August 26th, 2015 7:14 AM

Hollywood is getting involved with the renaming of a local high school in Fairfax County, Virginia, just outside Washington.  Why? It’s because the name of the high school, J.E.B. Stuart, has only now started to offend people, despite opening its doors in 1959. J.E.B. Stuart, of course, was a Confederate Army general from Virginia during the Civil War.

Two alumni of the high school – Academy Award-winning actress Julianne Moore and producer Rob Cohen – have lent their star power to an online petition for renaming the school.
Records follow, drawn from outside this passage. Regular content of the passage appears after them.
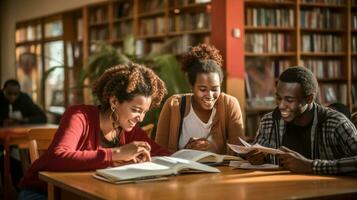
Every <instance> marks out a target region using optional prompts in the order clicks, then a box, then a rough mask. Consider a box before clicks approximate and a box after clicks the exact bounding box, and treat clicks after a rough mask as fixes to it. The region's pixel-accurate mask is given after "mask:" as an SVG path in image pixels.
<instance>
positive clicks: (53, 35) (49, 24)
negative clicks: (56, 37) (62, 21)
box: [45, 20, 63, 38]
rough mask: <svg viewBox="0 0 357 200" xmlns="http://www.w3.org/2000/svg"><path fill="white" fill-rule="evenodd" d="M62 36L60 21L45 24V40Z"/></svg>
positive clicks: (58, 20)
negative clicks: (58, 36)
mask: <svg viewBox="0 0 357 200" xmlns="http://www.w3.org/2000/svg"><path fill="white" fill-rule="evenodd" d="M62 34H63V23H62V20H56V21H51V22H47V23H46V24H45V38H49V37H57V36H61V35H62Z"/></svg>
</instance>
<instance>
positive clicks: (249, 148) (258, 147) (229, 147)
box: [227, 138, 284, 155]
mask: <svg viewBox="0 0 357 200" xmlns="http://www.w3.org/2000/svg"><path fill="white" fill-rule="evenodd" d="M239 140H240V142H241V143H242V144H243V145H244V146H242V145H234V144H227V145H228V146H229V148H231V149H232V150H233V151H234V152H236V153H238V154H245V153H248V152H250V151H252V150H255V149H257V150H260V151H262V152H265V153H268V154H273V155H275V154H281V153H284V152H283V151H281V150H279V149H273V148H269V147H264V146H262V145H260V144H254V145H251V144H249V143H248V142H246V141H244V140H243V139H242V138H239Z"/></svg>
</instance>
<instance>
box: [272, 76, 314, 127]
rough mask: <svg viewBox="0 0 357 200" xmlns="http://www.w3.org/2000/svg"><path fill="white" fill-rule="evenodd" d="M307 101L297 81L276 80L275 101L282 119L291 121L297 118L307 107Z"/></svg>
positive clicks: (288, 120)
mask: <svg viewBox="0 0 357 200" xmlns="http://www.w3.org/2000/svg"><path fill="white" fill-rule="evenodd" d="M308 101H309V100H308V98H307V97H304V95H303V91H302V87H301V85H300V84H299V83H286V82H283V81H279V82H278V85H277V92H276V103H277V106H278V108H279V110H280V114H281V118H282V119H283V120H284V121H286V122H293V121H297V120H299V117H301V115H302V113H304V112H305V111H306V109H307V108H308V103H309V102H308Z"/></svg>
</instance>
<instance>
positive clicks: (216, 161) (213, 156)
mask: <svg viewBox="0 0 357 200" xmlns="http://www.w3.org/2000/svg"><path fill="white" fill-rule="evenodd" d="M171 157H175V158H183V159H187V160H192V161H196V162H200V163H217V164H219V163H223V162H224V161H231V160H242V158H240V157H237V156H231V155H221V154H216V153H212V152H208V151H199V150H193V149H182V150H180V151H177V152H176V153H174V154H172V155H171Z"/></svg>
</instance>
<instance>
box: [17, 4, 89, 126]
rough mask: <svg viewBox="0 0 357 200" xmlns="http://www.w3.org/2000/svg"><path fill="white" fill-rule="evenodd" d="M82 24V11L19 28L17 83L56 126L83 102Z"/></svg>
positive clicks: (53, 18)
This petition was sparked due to the Charleston shootings in June, where nine black parishioners at a historic black church were gunned down by Dylann Roof.

Moore, who recently played Sarah Palin in the Palin-trashing HBO movie Game Change,  told the Washington Post:

 “We name our buildings, monuments, and parks after exalted and heroic individuals as a way to honor them, and inspire ourselves to do better and reach for more in our own lives…it is reprehensible to me that in this day and age a school should carry and celebrate the name of a person who fought for the enslavement of other human beings. I think the students of this school deserve better than that moniker.”

Ironically, Stuart is the most racially diverse student body in Fairfax County – which is the 10th largest student population in the United States. According to the Post:

“Almost half the school’s students — 49 percent — are Hispanic, while 24 percent are white, 14 percent are Asian and 11 percent are black. Six in 10 students at Stuart — the highest percentage in Fairfax — qualify for free or reduced-price meals, a federal measure of poverty.”

Moore and Cohen want the Fairfax County School Board to rename the school after Thurgood Marshall.  Marshall represented the NAACP in the landmark 1954 Brown v. Board of Education case, and served as the first African-American Supreme Court Justice.

After hearing about the student effort to change the name, Cohen told the Post that he and Moore wanted to lend their support.

“The reason why it was never changed is because students never said it was wrong,” Cohen said. “Now that’s changed...finally, there’s real momentum.”